Sustentabilidade socioambiental na Região dos Lagos e suas consequências para os rios e mangues de Búzios

Ainda hoje, a geopolítica de cada país consiste em usar a população como fator de segurança nacional. A Amazônia, por exemplo, é o calcanhar-de-aquiles do governo brasileiro. Ela tem 5 milhões de quilômetros quadrados para uma população de 20,3 milhões de habitantes. Considerando-se que 68,9% desse número vive em cidades, a Amazônia é um imenso vazio demográfico desprotegido diante da cobiça internacional na visão oficial. Para as forças armadas e para os governos, ela pode ser invadida a qualquer momento. Contudo, o conceito de segurança nacional mudou. Não é preciso mais superlotar o espaço para conhecê-lo e garantir sua segurança. Os satélites hoje são capazes de detectar uma pulga do espaço. O grande perigo é a leniência com a invasão interna de ruralistas, desmatadores e garimpeiros.

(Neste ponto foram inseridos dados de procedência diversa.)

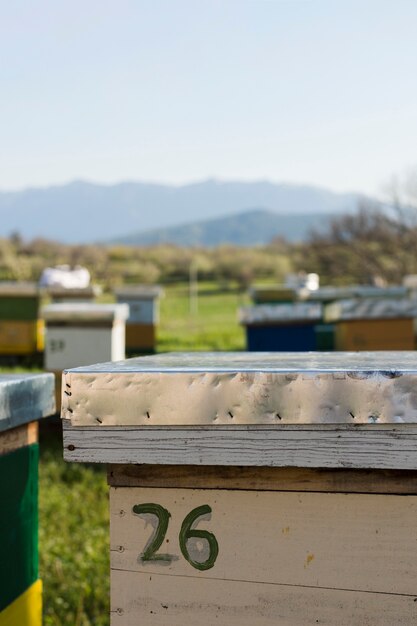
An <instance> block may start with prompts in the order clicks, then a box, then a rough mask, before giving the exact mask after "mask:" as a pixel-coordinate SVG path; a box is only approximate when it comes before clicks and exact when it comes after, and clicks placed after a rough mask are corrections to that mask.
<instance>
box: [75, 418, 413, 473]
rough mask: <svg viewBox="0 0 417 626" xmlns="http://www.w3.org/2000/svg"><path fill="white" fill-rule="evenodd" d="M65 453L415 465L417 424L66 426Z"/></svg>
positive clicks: (242, 463) (102, 457)
mask: <svg viewBox="0 0 417 626" xmlns="http://www.w3.org/2000/svg"><path fill="white" fill-rule="evenodd" d="M64 458H65V460H67V461H78V462H94V463H122V464H125V463H140V464H143V463H145V464H151V465H155V464H161V465H225V466H228V465H229V466H235V465H244V466H269V467H306V468H315V467H321V468H363V469H364V468H374V469H403V470H415V469H417V427H416V426H415V425H412V424H400V425H398V426H396V427H393V426H391V425H372V426H358V427H351V426H343V425H341V426H328V425H313V426H312V425H306V426H282V427H279V426H276V427H271V426H243V425H240V426H235V427H233V426H231V427H224V426H223V427H222V426H216V427H204V426H203V427H157V426H155V427H146V426H145V427H141V426H136V427H129V426H125V427H117V426H111V427H107V426H98V427H91V426H84V427H71V425H70V424H69V422H68V421H67V420H64Z"/></svg>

Pulando para a Região dos Lagos fluminense, constaremos que ela tem muita água e pouca terra. A água está contida, em sua maior parte, em lagoas hipersalinas e salinas que se comunicam com o mar. Os rios são pequenos porque descem do divisor de águas entre a região e a bacia do rio São João. Os rios que correm para sul não chegam ao mar diretamente porque encontram logo uma barreira lagunar a sua frente. Portanto, alcançam o mar indiretamente. O maior rio é o Una, que corre de oeste para leste.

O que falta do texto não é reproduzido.